This point was made recently about the NY Times having an editorial about advertising / tracking being invasive, while also having advertising / tracking on their own page.
The justification / defence given was that you want separation between editorial and business decisions. If the two are aligned, the freedom of the editorial team to write what they want will diminish, and the business will ultimately dictate what gets written.
If it feels a bit pessimistic, I agree, but pessimistically, I also feel like it's just realistic.
As their long form journalism with moving graphics and images is so popular and gets so many clicks, think how awe inspiring and what a major effect it would have to shut down all of that stuff on articles talking about that stuff, just to give people a dose of what it could/would be like.

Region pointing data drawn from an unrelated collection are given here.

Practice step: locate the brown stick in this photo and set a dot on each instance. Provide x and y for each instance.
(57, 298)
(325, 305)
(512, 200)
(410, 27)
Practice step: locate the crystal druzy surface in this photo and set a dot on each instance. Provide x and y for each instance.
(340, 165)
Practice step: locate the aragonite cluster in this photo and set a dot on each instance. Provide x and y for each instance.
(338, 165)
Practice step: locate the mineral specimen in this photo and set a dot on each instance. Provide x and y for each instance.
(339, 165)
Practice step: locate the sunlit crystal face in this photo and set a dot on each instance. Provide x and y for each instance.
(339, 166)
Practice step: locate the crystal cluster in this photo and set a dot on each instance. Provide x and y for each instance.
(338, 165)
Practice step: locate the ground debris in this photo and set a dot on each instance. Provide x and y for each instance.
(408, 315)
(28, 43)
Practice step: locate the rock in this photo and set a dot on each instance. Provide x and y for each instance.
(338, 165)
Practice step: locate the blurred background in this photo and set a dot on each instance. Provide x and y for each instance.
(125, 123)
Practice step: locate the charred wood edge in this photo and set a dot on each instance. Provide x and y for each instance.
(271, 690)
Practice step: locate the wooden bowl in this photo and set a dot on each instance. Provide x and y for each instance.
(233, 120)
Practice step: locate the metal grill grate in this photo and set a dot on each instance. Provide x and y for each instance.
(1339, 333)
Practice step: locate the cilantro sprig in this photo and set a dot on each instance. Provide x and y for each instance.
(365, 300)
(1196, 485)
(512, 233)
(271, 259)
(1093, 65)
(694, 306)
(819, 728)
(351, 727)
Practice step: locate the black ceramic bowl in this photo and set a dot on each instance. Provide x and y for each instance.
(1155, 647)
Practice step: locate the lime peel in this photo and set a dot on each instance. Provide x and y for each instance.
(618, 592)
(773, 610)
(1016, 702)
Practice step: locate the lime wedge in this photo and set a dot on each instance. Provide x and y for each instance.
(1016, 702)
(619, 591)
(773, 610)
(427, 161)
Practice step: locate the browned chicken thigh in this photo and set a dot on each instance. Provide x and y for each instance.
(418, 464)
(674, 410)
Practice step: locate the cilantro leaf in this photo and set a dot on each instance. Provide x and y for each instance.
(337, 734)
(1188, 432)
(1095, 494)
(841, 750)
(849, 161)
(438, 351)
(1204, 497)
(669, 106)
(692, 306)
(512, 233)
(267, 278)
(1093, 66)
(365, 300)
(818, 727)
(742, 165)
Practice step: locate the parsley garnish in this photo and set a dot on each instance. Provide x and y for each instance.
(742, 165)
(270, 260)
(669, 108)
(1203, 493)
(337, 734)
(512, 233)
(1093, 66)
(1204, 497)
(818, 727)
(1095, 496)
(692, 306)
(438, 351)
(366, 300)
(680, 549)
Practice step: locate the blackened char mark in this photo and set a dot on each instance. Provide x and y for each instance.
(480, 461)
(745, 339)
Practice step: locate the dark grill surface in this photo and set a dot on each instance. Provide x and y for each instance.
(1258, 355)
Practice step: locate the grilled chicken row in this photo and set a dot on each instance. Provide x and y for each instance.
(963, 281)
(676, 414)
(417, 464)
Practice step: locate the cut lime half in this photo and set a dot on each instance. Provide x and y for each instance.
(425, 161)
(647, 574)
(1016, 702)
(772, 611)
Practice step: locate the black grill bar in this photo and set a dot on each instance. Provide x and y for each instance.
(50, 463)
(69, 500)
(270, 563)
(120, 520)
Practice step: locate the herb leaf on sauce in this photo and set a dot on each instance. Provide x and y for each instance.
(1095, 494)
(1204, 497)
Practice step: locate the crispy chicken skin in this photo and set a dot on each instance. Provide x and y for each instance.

It would be respected, get other articles about it, etc.
There is a difference between a news platform publishing a news article or op ed story that denounces things the host company itself might be doing and a corporate PR office issuing a statement.
Is google hypocritical for having flat earth stuff on youtube and running huge satellite imaging operation?
(Edit: I should probably have replied to the "hypocritical" comment below :))
The justification / defence given was that you want separation between editorial and business decisions. If the two are aligned, the freedom of the editorial team to write what they want will diminish, and the business will ultimately dictate what gets written.
If it feels a bit pessimistic, I agree, but pessimistically, I also feel like it's just realistic.